# ''Ancient Avant-Garde of renaissance Jacques Buus vs Antonio de Cabezon conventional?



## deprofundis (Apr 25, 2014)

My statement is the following: Jacques Buus was bold and daring, for the length of organ work that kilometric long, quasi-proto Baroque, while Antonio Cabezon more notorious was more abut a renaissance composer, more so, first & foremost traditional not bold are daring but sweet and simple.

But what Been put out by Jacques Buus on album, to my knowledge I know no LP of his works , I know two cameo appearance * and 3 full tracks on another album, so this guy need exposure one full album, his refinement and finest show here pre baroque, more complex patterns than Cabezon, true or false & I find him genius, salute folks, take god care

P.s: what are all album featuring Jacques Buus, do you find is organ work intriguing, or weel done.

That it folks sleepy gotta sleep, work out in early morning dawn Bike ride.


----------



## Mandryka (Feb 22, 2013)

deprofundis said:


> Antonio Cabezon more notorious was more abut a renaissance composer,


León Berben decided to use an anachronistic Renaissance organ for his Cabzon CD, I guess as an experiment to see how the music would sound on an ancient instrument, he says that in Cabezon's time there weren't many, of any, up to date baroque style organs in Spain anyway. I must say, I find what he's achieved on the recording surprisingly attractive.
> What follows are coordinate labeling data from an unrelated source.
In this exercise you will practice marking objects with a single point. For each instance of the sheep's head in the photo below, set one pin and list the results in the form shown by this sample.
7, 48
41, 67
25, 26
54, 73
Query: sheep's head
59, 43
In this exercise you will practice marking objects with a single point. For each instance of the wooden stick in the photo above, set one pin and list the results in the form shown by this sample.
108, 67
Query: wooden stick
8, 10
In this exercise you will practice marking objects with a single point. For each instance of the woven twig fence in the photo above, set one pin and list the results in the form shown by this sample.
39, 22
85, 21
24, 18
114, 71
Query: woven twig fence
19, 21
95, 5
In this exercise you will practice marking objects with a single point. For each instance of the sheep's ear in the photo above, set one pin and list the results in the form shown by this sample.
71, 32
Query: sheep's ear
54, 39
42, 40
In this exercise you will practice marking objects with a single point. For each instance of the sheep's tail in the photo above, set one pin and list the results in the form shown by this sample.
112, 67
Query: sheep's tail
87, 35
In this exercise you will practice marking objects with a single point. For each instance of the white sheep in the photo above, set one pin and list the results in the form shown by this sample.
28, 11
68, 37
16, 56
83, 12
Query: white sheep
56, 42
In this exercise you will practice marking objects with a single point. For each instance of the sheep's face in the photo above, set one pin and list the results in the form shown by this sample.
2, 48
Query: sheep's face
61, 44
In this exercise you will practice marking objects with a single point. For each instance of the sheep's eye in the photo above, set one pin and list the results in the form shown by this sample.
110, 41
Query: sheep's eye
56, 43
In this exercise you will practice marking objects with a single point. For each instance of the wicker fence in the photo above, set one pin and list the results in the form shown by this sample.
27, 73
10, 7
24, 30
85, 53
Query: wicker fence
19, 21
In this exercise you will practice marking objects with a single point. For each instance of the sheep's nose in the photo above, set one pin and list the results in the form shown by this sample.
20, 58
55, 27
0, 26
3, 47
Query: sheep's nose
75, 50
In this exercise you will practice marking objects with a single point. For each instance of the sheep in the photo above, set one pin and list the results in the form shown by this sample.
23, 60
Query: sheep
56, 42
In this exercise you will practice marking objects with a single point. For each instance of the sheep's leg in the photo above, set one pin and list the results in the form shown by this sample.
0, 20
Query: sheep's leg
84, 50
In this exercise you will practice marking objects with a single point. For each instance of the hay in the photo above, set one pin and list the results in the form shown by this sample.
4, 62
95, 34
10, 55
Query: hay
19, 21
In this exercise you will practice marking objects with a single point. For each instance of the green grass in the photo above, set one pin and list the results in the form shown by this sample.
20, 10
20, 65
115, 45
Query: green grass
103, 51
At its best, Cabezon's music seems to me fundamentally baroque because the life of the music comes not through melody or harmony, but through the interplay of the voices in the counterpoint. It just may be that a harp or a harpsichord or a clavichord is better at bringing this aspect out than an organ, because the sound is less colourful.

Some recordings to try before giving up on Cabezon













.


----------



## deprofundis (Apr 25, 2014)

Mandryka said:


> León Berben decided to use an anachronistic Renaissance organ for his Cabzon CD, I guess as an experiment to see how the music would sound on an ancient instrument, he says that in Cabezon's time there weren't many, of any, up to date baroque style organs in Spain anyway. I must say, I find what he's achieved on the recording surprisingly attractive.
> 
> At its best, Cabezon's music seems to me fundamentally baroque because the life of the music comes not through melody or harmony, but through the interplay of the voices in the counterpoint. It just may be that a harp or a harpsichord or a clavichord is better at bringing this aspect out than an organ, because the sound is less colourful.
> 
> ...


Yes, I acknowledge Cabezon was good and essential, but what about the great Jacques Buus, not so many albums dedicated to him my dear friend Mandryka, I think Buus style is interesting what available a full length of him?


----------



## Mandryka (Feb 22, 2013)

On keyboard, there's a couple of reasonably inspiring things on a recording by Liuwe Tamminga.









And I just noticed that Reinhard Jaud recorded a piece on a CD made on the Ebbert organ in Inssbruck. He played that organ for the NM complete Sweelinck.


----------